1. O capítulo de Graciliano Ramos traz uma
alegoria em torno do sofrimento dos últimos momentos de vida de uma cachorra
chamada Baleia. Na obra, uma figura de linguagem denominada de personificação é
apresentada e aborda as perspectivas dos sentimentos de Baleia. Escreva a
seguir as expressões ou frases que destacam a personificação em torno de
Baleia.
2. A obra de Graciliano Ramos, Vidas
Secas, retrata as peripécias e desventuras assim como as várias dificuldades de
uma família de retirantes. A cachorra é muito querida pelos membros da família
e interage com eles. Destaque do texto um trecho que apresenta as interações de
Baleia com os membros da família.
3. A cachorra Baleia, diferentemente de
seus donos, assume, de certa forma, o papel de um humano no enredo, observe: “Ela
era como uma pessoa da família: brincavam juntos os três, para bem dizer não se
diferenciavam, rebolavam na areia do rio e no estrume fofo que ia subindo,
ameaçava cobrir o chiqueiro das cabras”. (RAMOS, 1992, p. 85- 86) Explique
a relação da cachorra com seus sentimentos quando Fabiano atira para matá-la.

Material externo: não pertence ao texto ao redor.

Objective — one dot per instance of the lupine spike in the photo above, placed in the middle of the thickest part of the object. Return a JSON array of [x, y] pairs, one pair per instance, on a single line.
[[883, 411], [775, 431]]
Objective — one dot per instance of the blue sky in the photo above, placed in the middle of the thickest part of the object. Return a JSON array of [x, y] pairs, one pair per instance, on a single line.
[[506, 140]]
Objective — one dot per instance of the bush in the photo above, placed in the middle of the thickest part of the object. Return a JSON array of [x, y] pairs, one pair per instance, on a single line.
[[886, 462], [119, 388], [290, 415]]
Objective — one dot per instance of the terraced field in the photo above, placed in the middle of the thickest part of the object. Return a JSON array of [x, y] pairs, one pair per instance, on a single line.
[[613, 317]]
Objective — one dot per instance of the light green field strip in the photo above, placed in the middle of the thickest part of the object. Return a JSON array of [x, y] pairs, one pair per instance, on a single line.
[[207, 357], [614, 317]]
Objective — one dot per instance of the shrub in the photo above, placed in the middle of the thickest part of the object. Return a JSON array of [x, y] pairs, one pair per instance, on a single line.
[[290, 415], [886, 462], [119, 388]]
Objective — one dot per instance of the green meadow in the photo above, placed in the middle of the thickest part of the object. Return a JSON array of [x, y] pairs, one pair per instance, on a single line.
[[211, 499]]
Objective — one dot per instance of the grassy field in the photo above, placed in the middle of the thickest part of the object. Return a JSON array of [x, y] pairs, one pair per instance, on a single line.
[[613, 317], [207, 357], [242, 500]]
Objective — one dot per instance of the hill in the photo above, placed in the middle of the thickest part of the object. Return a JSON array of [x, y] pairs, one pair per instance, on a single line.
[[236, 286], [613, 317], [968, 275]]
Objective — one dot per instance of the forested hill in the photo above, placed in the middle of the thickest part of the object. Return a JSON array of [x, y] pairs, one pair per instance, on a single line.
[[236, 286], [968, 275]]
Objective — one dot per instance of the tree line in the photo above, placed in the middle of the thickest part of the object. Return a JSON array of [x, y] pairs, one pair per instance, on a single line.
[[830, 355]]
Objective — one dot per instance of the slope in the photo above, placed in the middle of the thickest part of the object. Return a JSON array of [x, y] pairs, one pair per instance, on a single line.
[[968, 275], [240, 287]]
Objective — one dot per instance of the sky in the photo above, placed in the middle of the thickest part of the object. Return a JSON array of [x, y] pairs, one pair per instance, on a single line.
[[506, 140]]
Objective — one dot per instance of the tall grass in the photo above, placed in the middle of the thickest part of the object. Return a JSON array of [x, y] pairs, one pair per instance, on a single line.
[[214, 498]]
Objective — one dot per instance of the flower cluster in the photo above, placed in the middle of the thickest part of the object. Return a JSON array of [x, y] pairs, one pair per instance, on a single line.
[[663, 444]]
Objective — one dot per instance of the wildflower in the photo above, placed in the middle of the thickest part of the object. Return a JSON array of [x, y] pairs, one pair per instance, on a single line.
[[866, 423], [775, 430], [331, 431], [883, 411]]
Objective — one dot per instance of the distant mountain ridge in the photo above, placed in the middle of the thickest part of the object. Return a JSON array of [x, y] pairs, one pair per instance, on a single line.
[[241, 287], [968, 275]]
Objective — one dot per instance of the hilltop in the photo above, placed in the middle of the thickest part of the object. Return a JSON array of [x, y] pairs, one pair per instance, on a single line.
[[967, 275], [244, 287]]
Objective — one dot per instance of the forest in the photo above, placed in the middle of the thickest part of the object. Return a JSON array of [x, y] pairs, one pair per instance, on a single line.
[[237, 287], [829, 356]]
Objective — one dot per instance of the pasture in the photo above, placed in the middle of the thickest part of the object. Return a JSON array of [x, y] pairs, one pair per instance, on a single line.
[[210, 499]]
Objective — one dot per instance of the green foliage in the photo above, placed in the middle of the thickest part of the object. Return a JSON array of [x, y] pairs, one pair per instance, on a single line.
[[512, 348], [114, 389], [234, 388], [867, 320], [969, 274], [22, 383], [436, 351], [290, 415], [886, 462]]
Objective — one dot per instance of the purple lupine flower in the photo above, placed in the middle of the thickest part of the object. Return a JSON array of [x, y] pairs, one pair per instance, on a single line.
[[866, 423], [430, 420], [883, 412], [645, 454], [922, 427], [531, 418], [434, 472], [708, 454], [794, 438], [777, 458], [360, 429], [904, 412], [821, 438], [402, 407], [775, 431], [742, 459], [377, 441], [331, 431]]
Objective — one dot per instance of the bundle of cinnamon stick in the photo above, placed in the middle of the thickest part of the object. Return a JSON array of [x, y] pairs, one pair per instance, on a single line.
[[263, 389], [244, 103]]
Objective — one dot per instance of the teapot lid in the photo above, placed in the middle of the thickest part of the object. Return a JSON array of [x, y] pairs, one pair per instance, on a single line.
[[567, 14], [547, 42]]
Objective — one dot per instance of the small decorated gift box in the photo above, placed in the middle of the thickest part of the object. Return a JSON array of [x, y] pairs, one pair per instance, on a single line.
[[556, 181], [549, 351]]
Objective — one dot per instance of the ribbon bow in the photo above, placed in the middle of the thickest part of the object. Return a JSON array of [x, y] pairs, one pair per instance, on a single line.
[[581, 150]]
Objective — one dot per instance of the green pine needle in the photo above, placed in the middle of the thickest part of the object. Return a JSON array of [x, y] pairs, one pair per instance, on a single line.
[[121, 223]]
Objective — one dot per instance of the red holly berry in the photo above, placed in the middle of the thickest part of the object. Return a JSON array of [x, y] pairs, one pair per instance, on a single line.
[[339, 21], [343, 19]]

4. Explique a expressão dita pelos meninos
filhos de Fabiano: “Vão bulir com a Baleia?”
5. Que procedimento do conhecimento
popular a família adotou para curar a cachorra Baleia antes da decisão de
sacrificá-la?
6.
Faça uma análise dos últimos momentos
de vida da cachorrinha Baleia.
7. Leia o trecho: ”Baleia queria
dormir. Acordaria feliz, num mundo cheio de preás. E lamberia as mãos de
Fabiano, um Fabiano enorme. As crianças se espojariam com ela, rolariam com ela
num pátio enorme, num chiqueiro enorme. O mundo ficaria todo cheio de preás,
gordos, enormes.” Explique o que você compreendeu deste trecho do texto.
Qual a conclusão que você tira deste capítulo.
8.
A função humanizadora do texto
literário se dá a partir do momento em que a leitura passa a ser vista como uma
forma de despertar a sensibilidade do leitor através das emoções vividas pelos
personagens, e de promover reflexões transformadoras a partir das diversas
situações apresentadas nas histórias contadas. Que sentimentos esse texto
despertou em você no momento da leitura?
9. Baleia queria dormir. Acordaria feliz num mundo cheio de preás. E lamberia as mãos de Fabiano, um Fabiano enorme. As crianças se espojariam com ela, rolariam com ela num pátio enorme, num chiqueiro enorme. O mundo ficaria todo cheio de preás, gordos, enormes. (Graciliano Ramos). Sobre o texto acima, é correto afirmar que:
a) há marcas próprias do chamado
discurso direto através do qual são reproduzidas as falas das personagens.
b) o narrador é observador, pois conta
a história de fora dela, na terceira pessoa, sem participar das ações, como
quem observou objetivamente os acontecimentos.
c) quem conta a história é uma das
personagens, que tem uma relação íntima com as outras personagens, e, por isso,
a maneira de contar é fortemente marcada por características subjetivas,
emocionais.
d) evidencia-se um conflito entre a
protagonista Baleia e o antagonista Fabiano, pois este impede que a cadela
possa caçar os preás.
e) o narrador é onisciente, isto é,
geralmente ele narra a história na terceira pessoa, sabe tudo sobre o enredo e
sobre as personagens, inclusive sobre suas emoções, pensamentos mais íntimos,
às vezes, até dimensões inconscientes.